57 views Asked by At

Following is the string from which I need to extract the markdown bulletpoints.

This is a paragraph with bulletpoints. * Bulletpoint1 * Bulletpoint2 * Bulletpoint3 and this is some another text.

I want to extract "* Bulletpoint1 * Bulletpoint2 * Bulletpoint3" as a substring from the actual string. Following is the code to extract the substring.

private List<String> extractMarkdownListUsingRegex(String markdownName) {
    String paragraphText = this.paragraph.getText();
    List<String> markdown = new ArrayList<String>();
    String regex = regexMap.get(markdownName);
    Pattern pattern = Pattern.compile(regex);
    Matcher matcher = pattern.matcher(paragraphText);
    while(matcher.find()) {
        markdown.add(matcher.group());
    }
    return markdown;
}

The regex is as follows:

regexMap.put("bulletpoints", "/\\d\\.\\s+|[a-z]\\)\\s+|(\\s\\*\\s+|[A-Z]\\.\\s+)|[IVX]+\\.\\s+/g");

The above code is extracting

[*, *, *]

instead of

[* Bulletpoint1, * Bulletpoint2, * Bulletpoint3]

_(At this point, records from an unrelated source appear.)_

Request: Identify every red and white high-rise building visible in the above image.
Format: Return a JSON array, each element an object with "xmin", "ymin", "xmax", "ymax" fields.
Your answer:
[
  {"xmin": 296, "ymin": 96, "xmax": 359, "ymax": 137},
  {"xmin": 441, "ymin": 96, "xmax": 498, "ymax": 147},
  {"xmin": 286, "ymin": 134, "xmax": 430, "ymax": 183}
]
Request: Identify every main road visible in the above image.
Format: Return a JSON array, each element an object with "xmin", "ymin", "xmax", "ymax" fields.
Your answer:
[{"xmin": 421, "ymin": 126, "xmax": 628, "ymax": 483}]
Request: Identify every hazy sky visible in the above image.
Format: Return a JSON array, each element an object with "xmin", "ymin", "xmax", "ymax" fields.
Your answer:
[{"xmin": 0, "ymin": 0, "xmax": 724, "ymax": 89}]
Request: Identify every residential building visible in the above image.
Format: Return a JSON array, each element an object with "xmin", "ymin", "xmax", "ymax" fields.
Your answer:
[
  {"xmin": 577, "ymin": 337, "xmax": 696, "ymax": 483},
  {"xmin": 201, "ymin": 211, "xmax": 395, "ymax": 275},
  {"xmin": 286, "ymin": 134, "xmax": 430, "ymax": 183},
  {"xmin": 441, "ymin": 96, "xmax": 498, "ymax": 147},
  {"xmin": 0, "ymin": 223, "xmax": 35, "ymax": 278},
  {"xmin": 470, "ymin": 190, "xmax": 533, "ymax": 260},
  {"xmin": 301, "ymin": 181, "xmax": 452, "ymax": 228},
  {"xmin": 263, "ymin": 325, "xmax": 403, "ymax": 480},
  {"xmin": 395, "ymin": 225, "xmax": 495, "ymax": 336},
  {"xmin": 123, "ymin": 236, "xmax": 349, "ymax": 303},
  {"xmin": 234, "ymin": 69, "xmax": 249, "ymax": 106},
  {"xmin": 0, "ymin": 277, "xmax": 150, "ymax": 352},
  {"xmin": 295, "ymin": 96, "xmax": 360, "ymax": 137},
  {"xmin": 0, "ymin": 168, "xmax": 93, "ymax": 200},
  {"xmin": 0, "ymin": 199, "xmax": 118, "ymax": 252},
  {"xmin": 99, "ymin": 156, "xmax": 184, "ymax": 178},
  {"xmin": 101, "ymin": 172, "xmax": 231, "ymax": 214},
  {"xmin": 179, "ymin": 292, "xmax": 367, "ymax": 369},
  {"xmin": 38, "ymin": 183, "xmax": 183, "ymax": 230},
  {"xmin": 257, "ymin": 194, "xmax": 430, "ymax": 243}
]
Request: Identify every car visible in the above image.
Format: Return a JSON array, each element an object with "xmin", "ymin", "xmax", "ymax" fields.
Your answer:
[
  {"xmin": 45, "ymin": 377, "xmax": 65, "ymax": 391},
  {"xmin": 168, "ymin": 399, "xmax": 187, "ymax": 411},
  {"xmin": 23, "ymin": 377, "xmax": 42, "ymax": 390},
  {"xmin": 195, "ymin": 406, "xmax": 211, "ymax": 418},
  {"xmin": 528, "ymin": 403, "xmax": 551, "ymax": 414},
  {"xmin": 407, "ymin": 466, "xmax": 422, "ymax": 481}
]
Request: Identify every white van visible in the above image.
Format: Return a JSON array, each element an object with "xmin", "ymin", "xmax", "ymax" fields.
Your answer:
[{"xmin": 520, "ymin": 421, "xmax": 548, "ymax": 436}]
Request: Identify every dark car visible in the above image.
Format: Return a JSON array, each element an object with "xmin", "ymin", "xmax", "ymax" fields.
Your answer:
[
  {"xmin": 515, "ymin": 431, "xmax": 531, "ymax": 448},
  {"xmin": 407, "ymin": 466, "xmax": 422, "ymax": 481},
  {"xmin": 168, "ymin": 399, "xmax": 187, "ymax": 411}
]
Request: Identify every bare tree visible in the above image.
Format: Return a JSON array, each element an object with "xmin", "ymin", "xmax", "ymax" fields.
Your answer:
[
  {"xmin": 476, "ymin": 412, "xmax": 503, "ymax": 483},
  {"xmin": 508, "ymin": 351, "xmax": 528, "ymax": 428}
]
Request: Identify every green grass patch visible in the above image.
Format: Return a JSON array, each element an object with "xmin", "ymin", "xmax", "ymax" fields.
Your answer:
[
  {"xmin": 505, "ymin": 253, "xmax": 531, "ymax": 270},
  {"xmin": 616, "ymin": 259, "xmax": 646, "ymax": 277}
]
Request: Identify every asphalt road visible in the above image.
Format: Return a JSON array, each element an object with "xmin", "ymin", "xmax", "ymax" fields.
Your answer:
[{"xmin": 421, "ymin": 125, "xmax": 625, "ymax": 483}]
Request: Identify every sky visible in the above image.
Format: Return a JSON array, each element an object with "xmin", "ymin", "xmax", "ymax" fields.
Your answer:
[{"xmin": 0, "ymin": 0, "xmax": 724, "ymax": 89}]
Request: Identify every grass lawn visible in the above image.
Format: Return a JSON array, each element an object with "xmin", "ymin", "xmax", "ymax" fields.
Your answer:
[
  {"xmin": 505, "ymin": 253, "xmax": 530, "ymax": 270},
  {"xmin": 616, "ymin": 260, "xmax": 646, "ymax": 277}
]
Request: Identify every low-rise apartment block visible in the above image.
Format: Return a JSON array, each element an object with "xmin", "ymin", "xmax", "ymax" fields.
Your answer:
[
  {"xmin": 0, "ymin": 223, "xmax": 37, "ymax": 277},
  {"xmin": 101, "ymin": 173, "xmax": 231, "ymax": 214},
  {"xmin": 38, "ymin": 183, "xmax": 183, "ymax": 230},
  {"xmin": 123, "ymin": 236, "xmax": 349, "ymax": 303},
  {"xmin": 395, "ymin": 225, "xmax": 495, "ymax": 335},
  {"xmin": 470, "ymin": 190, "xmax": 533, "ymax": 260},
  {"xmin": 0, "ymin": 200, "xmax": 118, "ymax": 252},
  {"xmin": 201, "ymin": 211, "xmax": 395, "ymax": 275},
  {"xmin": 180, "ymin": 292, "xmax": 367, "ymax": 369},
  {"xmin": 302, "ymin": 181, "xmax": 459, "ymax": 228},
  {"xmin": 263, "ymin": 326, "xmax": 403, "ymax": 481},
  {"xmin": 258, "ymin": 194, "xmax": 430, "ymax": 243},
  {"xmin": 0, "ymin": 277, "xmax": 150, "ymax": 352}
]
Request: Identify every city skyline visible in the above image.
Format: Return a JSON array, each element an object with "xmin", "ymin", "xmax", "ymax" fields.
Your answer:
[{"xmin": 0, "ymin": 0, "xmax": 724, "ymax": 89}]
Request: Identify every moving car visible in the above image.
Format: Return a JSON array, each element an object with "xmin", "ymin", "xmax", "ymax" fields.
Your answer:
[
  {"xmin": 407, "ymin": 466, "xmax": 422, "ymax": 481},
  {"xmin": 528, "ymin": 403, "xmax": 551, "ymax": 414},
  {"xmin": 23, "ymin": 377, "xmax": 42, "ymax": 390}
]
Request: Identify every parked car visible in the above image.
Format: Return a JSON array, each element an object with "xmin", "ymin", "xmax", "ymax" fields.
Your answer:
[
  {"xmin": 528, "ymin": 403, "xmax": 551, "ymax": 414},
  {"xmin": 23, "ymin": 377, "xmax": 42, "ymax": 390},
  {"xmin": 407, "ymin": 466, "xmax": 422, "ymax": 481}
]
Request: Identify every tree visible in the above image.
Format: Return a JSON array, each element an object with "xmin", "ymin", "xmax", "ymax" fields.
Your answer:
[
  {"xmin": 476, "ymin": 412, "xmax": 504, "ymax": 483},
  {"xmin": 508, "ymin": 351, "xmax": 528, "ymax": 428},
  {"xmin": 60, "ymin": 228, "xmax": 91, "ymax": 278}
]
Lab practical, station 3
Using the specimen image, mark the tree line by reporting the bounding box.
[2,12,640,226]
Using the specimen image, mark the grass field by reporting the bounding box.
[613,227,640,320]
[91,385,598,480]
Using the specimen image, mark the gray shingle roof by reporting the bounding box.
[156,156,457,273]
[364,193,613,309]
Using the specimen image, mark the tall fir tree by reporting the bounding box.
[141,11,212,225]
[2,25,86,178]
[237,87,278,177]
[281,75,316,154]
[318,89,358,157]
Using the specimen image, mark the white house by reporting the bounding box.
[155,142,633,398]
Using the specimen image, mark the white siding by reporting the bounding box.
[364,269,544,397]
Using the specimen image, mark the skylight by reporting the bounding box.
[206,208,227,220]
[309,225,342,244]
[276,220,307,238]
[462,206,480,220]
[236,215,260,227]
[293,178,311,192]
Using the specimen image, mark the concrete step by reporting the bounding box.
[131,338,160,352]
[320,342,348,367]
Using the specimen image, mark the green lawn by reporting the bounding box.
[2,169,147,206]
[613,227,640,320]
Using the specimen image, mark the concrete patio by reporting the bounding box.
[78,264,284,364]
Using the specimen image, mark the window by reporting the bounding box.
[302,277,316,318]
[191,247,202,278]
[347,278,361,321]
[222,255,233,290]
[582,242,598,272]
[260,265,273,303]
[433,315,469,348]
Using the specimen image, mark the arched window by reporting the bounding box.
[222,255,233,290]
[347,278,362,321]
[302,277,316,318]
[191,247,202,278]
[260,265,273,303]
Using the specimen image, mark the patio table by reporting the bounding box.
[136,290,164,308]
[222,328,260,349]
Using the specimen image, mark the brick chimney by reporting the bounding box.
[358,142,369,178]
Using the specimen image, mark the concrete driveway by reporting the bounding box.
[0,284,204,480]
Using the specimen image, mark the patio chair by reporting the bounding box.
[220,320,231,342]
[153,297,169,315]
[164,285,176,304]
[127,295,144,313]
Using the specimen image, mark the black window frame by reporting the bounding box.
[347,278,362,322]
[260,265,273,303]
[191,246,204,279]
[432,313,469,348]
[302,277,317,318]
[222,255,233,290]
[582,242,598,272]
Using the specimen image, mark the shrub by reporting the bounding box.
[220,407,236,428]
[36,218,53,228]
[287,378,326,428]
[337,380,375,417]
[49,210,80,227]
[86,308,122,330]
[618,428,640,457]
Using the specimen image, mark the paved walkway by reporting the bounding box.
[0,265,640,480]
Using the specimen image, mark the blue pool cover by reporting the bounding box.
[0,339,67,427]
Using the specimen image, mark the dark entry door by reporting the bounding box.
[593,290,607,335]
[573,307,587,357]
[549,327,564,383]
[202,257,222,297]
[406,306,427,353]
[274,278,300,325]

Can anyone please guide me where I am going wrong in this regard?

1

There are 1 answers

0
prabu naresh On

The regex pattern you've provided,

/\\d\\.\\s+|[a-z]\\)\\s+|(\\s\\*\\s+|[A-Z]\\.\\s+)|[IVX]+\\.\\s+/g 

appears to be quite complex and may not correctly match the markdown bulletpoints. Let's simplify the pattern to achieve your desired result.

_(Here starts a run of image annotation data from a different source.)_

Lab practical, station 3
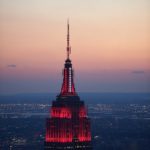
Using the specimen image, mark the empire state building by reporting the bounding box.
[44,23,92,150]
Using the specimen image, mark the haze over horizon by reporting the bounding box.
[0,0,150,94]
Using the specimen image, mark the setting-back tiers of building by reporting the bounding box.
[44,22,92,150]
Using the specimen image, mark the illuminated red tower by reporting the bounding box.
[44,22,92,150]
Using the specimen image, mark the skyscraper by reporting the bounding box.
[44,22,92,150]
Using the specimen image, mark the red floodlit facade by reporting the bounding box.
[44,21,92,150]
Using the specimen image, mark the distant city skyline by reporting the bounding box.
[0,0,150,94]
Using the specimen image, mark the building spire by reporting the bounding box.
[67,19,71,59]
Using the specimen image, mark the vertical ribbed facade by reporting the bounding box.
[44,21,92,150]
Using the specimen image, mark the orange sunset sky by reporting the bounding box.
[0,0,150,94]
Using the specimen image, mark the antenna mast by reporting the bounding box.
[67,19,71,59]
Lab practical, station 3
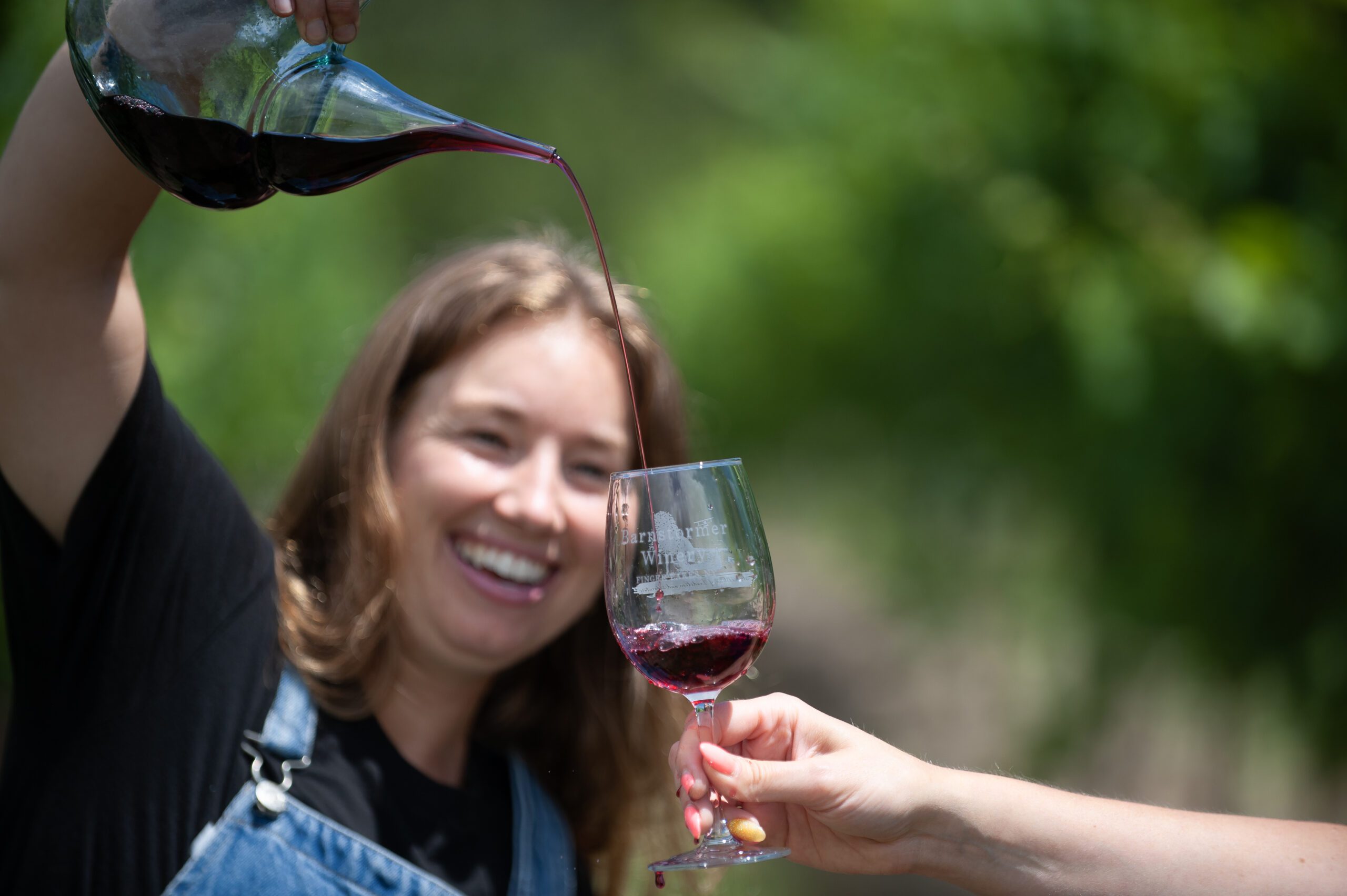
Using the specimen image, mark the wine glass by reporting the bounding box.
[604,458,791,882]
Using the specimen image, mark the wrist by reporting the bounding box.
[908,767,1042,893]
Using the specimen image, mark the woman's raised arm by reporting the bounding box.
[0,48,158,541]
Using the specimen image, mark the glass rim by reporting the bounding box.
[608,457,743,482]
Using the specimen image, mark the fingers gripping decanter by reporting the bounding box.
[66,0,556,209]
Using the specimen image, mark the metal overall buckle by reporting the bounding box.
[240,732,313,818]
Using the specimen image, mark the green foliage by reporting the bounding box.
[0,0,1347,760]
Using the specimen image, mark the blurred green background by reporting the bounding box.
[0,0,1347,893]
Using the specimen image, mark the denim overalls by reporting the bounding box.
[164,665,575,896]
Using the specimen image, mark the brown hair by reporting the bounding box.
[271,240,687,892]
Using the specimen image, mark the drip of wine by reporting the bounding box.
[620,620,770,695]
[98,96,649,468]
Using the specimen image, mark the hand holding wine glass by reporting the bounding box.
[604,459,789,884]
[669,694,944,874]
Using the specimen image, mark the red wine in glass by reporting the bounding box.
[604,458,789,885]
[618,620,770,697]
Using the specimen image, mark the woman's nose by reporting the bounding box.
[496,450,566,533]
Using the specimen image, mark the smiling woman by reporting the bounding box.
[0,38,684,896]
[271,240,686,885]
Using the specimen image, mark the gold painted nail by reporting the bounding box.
[725,818,767,843]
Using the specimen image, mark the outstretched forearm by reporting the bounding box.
[0,47,159,288]
[913,771,1347,896]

private List<String> extractMarkdownListUsingRegex(String markdownName) {
    String paragraphText = this.paragraph.getText();
    List<String> markdown = new ArrayList<>();
    String regex = "\\*\\s+[^*]+";
    Pattern pattern = Pattern.compile(regex);
    Matcher matcher = pattern.matcher(paragraphText);
    while (matcher.find()) {
        markdown.add(matcher.group());
    }
    return markdown;
}

With this regex pattern, it should correctly match lines that start with an asterisk followed by a space and then capture everything until the next asterisk.